Eventually, the relationship turned into an affair.

“Sin will take you farther than you want to go, it’ll keep you longer than you want to stay and it’ll cost you more than you want to pay,” Kendall says. “I found that out to be true more than I realized.”

After the two were spotted together, Kendall knew he had to confess. “That’s when I called my wife and I told her what I had done. I admitted that I’d been unfaithful. I failed my family, I failed my wife.”

“I was furious. But I was also at peace because finally, I wasn’t crazy and my discernment was correct,” Starla recalls.

“At that moment, I was so overcome with a spirit of suicide that I really, honestly thought that the best thing for my wife, the best thing for my kids, is for me just to kill myself and for them not to have to deal with facing the shame of my sin,” Kendall says.

“I even had trouble, you know, just praying because I felt like God had turned His back on me,” Starla says. “Because I prayed for so many years for this not to happen and it did.”

The affair caused the them to lose their church and their ministry. They stayed together, but the pain remained. And although Kendall repented and got counseling, Starla’s heart was hard.

“I realized how badly I had hurt her. I realized how badly I’d hurt our children,” Kendall says. “And I made a commitment to her that I was going to do whatever it took to try to win her heart back. “

“My husband was doing everything right,” Starla says. “He was a completely different man. He was good. He was kind. He was loving. He put me first. But my anger was growing. Everything that I had grown to hate in my husband, the arrogance, the pride, the anger, it was all inside of me now.”

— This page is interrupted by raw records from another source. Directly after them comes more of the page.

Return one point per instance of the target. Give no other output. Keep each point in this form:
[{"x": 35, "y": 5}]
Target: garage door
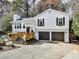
[
  {"x": 43, "y": 35},
  {"x": 58, "y": 36}
]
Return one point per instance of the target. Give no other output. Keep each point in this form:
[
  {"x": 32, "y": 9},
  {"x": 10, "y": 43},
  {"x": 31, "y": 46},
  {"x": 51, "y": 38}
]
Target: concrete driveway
[{"x": 42, "y": 50}]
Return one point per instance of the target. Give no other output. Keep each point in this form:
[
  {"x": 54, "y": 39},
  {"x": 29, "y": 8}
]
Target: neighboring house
[{"x": 48, "y": 25}]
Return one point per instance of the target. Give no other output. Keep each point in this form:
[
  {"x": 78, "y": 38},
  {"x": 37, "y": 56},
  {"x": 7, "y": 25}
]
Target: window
[
  {"x": 40, "y": 22},
  {"x": 60, "y": 21},
  {"x": 17, "y": 25},
  {"x": 24, "y": 26}
]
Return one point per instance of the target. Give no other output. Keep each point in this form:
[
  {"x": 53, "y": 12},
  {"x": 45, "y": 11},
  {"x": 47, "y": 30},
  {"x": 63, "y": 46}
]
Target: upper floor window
[
  {"x": 40, "y": 22},
  {"x": 60, "y": 21}
]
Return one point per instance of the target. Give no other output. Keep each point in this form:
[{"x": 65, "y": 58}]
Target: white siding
[{"x": 50, "y": 21}]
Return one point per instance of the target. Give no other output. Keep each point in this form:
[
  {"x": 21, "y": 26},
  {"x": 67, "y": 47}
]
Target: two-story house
[{"x": 48, "y": 25}]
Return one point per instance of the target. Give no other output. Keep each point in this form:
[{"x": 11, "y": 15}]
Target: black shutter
[
  {"x": 57, "y": 21},
  {"x": 63, "y": 20}
]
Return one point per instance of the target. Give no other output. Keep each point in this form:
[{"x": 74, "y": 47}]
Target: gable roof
[{"x": 48, "y": 10}]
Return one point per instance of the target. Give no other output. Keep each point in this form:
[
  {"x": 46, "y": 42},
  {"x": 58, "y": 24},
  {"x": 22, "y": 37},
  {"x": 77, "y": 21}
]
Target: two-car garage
[{"x": 56, "y": 36}]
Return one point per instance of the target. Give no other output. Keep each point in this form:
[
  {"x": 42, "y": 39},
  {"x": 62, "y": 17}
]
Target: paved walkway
[{"x": 40, "y": 51}]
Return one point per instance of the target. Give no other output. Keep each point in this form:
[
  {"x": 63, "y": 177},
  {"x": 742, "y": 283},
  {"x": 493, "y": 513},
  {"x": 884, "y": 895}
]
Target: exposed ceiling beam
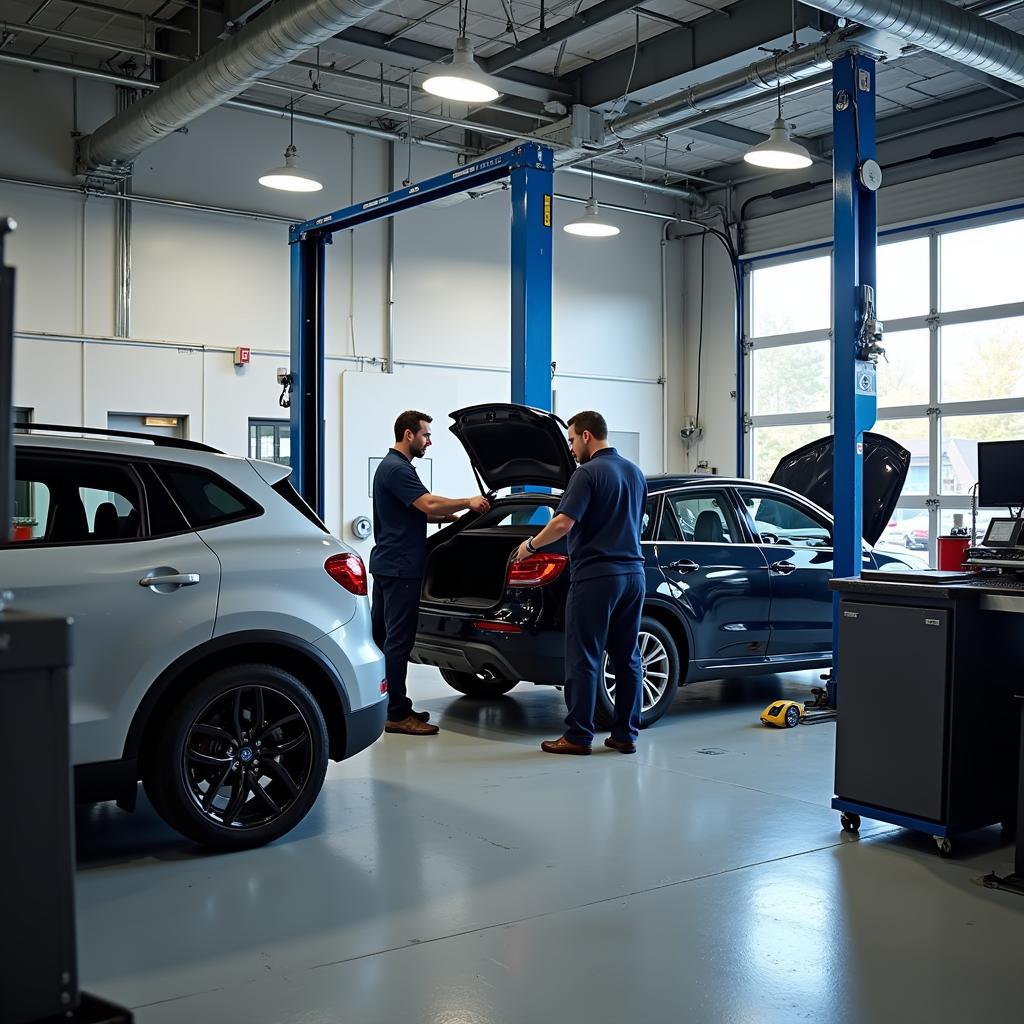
[
  {"x": 376, "y": 46},
  {"x": 556, "y": 34},
  {"x": 666, "y": 59}
]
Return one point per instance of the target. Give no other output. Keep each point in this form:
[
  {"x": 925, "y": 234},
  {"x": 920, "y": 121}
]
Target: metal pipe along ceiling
[
  {"x": 940, "y": 28},
  {"x": 266, "y": 43}
]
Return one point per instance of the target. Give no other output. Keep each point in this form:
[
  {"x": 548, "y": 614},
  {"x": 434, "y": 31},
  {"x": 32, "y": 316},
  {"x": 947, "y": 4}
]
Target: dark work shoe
[
  {"x": 563, "y": 745},
  {"x": 623, "y": 745}
]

One day Starla was reading the Bible story where Jesus is with the Pharisees when a woman is caught in adultery. “I heard that story my entire life,” she says. “When he said to them, ‘Let him without sin cast the first stone.’ You know, ‘Go ahead, if you want to do it. Any of you can do it if you don’t have sin in your life, go ahead.’ But this time when I was reading that story, everything was different. I was that religious ruler, that Pharisee, that jerk, that just wanted to stone my husband. And I just felt this powerful feeling come over me. And I just cried out for God to change me and to help me forgive my husband and to drop the rocks. It was really the pivotal point in my life and in our marriage because I was able to forgive my husband.”

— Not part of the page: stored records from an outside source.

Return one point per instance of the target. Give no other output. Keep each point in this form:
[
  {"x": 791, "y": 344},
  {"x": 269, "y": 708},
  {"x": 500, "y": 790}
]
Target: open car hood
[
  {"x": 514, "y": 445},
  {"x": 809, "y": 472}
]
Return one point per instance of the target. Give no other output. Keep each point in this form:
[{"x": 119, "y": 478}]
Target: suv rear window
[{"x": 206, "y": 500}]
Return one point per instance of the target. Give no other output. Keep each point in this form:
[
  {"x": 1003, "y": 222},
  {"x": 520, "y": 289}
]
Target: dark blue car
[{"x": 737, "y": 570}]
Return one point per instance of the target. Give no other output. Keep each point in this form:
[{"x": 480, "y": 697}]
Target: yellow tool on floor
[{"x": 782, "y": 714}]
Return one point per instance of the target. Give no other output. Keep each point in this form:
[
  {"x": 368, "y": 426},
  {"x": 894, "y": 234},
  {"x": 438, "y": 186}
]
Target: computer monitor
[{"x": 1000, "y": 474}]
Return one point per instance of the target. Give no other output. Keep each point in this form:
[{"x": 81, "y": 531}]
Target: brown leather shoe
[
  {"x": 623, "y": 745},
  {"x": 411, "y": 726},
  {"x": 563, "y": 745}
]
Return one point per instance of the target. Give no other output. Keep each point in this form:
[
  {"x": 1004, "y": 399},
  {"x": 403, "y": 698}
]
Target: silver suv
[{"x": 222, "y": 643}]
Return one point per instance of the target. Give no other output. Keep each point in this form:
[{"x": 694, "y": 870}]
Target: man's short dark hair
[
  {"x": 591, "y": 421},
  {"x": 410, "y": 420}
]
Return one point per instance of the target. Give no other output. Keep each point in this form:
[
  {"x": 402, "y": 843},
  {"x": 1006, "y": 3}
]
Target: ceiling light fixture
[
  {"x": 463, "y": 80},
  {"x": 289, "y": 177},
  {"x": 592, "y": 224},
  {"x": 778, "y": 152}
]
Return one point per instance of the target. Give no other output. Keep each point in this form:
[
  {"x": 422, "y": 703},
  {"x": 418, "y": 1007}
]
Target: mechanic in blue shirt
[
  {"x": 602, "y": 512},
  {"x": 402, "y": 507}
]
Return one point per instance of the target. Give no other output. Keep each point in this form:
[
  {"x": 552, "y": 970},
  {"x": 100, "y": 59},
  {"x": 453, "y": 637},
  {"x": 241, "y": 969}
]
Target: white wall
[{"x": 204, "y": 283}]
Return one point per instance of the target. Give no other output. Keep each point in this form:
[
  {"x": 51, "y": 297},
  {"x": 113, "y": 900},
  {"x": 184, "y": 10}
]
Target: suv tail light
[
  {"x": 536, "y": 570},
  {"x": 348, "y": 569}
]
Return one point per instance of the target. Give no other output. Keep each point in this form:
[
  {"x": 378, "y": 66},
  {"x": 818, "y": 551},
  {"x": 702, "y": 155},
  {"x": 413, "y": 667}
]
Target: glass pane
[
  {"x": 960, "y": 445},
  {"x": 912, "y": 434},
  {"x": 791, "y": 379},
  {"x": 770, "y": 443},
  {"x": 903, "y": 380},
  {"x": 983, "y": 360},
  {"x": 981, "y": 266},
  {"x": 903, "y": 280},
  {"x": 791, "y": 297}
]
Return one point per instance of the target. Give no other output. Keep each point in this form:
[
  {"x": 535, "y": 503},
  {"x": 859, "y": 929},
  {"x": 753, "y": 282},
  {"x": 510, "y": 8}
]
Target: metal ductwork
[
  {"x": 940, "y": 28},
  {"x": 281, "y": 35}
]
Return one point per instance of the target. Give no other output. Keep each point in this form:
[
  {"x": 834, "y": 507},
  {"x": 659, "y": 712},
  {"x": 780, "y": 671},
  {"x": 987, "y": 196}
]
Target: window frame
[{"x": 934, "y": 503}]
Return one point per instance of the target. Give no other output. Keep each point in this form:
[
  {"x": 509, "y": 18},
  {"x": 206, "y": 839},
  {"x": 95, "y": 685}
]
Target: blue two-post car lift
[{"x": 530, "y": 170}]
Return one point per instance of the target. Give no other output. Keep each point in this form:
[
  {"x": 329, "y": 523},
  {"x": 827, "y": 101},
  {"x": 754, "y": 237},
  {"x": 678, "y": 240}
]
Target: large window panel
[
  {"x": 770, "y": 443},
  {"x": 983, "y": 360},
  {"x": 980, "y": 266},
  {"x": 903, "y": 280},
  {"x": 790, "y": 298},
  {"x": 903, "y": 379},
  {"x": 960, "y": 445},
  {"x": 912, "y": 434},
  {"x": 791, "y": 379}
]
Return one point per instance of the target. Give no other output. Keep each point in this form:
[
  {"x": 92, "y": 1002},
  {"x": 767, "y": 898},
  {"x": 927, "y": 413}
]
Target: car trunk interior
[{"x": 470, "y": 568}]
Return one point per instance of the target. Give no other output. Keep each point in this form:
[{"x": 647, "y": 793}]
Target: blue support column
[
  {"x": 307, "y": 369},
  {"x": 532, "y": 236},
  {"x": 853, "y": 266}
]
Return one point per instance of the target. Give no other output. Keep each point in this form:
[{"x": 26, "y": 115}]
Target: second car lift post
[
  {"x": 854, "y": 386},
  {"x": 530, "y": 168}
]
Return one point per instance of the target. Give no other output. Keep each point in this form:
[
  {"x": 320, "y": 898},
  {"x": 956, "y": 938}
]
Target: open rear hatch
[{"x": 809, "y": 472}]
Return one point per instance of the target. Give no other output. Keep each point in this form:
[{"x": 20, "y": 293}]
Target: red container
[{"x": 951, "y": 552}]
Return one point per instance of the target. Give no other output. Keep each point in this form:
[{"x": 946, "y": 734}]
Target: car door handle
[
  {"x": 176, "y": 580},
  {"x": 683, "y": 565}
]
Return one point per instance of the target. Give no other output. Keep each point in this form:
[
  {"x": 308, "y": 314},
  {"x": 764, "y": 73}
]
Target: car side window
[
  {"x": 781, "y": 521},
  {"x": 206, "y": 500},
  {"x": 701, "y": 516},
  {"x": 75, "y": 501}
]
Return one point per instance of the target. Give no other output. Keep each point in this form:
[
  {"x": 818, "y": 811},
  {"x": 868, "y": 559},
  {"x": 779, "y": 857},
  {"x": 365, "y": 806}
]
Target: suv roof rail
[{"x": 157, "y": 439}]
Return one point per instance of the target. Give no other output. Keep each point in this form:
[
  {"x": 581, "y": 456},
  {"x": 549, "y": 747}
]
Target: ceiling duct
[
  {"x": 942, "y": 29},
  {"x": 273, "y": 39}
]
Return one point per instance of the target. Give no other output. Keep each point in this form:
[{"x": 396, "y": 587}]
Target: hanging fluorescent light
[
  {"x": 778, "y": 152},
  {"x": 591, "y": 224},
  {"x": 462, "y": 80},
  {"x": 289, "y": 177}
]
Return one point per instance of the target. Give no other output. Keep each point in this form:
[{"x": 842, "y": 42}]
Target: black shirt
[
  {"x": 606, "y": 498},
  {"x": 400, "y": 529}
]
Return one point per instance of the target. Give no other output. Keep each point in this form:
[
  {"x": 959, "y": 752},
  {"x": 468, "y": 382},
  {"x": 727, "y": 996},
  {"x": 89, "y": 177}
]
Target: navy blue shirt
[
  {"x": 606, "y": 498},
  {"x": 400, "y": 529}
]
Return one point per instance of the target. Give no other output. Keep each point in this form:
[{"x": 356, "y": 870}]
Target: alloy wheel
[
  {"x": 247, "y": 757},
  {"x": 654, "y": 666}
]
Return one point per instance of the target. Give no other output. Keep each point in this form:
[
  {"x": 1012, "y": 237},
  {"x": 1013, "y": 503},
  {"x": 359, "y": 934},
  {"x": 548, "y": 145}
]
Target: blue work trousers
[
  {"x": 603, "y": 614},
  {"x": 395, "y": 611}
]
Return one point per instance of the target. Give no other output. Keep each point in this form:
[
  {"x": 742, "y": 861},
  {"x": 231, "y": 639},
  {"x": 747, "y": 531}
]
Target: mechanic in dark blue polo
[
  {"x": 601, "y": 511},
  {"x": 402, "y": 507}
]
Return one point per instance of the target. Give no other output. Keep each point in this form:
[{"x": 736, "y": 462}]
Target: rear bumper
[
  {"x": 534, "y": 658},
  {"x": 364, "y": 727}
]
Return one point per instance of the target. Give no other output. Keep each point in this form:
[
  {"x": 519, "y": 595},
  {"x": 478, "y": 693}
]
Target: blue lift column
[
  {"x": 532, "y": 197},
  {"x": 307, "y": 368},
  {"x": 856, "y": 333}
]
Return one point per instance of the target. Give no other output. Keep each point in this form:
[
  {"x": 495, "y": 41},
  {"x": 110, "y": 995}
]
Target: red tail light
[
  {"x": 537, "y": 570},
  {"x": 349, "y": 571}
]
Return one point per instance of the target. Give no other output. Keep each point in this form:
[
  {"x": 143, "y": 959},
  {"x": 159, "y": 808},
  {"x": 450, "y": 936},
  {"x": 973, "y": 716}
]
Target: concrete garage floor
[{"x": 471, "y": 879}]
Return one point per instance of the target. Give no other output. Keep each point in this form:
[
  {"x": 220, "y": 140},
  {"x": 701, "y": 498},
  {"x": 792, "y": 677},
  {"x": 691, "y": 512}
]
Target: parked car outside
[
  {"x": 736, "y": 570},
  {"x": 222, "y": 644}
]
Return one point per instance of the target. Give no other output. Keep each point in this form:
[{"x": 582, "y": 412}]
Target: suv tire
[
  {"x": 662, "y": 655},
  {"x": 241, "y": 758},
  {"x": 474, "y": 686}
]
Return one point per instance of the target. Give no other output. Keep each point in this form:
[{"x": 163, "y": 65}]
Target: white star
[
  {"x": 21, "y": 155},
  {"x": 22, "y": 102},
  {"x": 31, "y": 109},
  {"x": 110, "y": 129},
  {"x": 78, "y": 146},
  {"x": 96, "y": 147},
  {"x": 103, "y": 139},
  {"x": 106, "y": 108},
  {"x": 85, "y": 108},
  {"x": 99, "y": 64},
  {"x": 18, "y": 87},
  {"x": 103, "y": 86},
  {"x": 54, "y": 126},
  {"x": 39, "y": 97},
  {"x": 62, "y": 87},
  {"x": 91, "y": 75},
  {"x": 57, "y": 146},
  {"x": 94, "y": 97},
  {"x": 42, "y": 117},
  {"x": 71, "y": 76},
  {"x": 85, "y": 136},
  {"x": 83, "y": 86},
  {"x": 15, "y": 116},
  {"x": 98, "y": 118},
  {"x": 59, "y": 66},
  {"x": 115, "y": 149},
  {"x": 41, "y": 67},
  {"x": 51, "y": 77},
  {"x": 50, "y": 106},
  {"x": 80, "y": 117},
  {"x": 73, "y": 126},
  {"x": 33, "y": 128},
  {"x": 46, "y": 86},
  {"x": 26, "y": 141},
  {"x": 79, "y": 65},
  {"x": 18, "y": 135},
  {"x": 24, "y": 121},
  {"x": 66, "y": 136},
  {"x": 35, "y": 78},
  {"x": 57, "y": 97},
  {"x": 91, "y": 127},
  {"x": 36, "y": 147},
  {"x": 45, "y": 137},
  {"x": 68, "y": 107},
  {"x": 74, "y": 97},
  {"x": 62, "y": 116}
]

It took several more years, but God saved their marriage. “It was the hardest thing that we’ve ever done. But when I was able to forgive and our marriage was restored, it became more beautiful than I ever thought a marriage could even be. Because we were loving God’s way, not our way.”

They also returned to ministry and founded the freedom church in Carrolton, Texas.

“Our marriage is better now than it’s ever been, primarily because our priorities are right,” Kendall says. “God is number one; our marriage is second; our kids are next. The church comes after that. And God’s blessing this work more than he did the other, and I’m just sitting back blown away at what God is doing through us.”

The couple has co-authored the book, “Better Marriage” to help other couples avoid the pitfalls they stumbled into. Kendall says, “We’re very open about our failures. We recognize that our scars disqualify us from some people. But they uniquely qualify us for others. And those are the people that I believe God has assigned for us to minister to.”

“I know that we would have never experienced the marriage, the love, the happiness, the joy, that we have today if we hadn't gone through this purifying time,” says Starla.

“We’re testimonies of the fact in Genesis 50:20, that what the enemy meant for harm, God can turn it around for good, Kendall adds. “And we just surrendered our will to His, and He was able to take it and make something beautiful out of it.”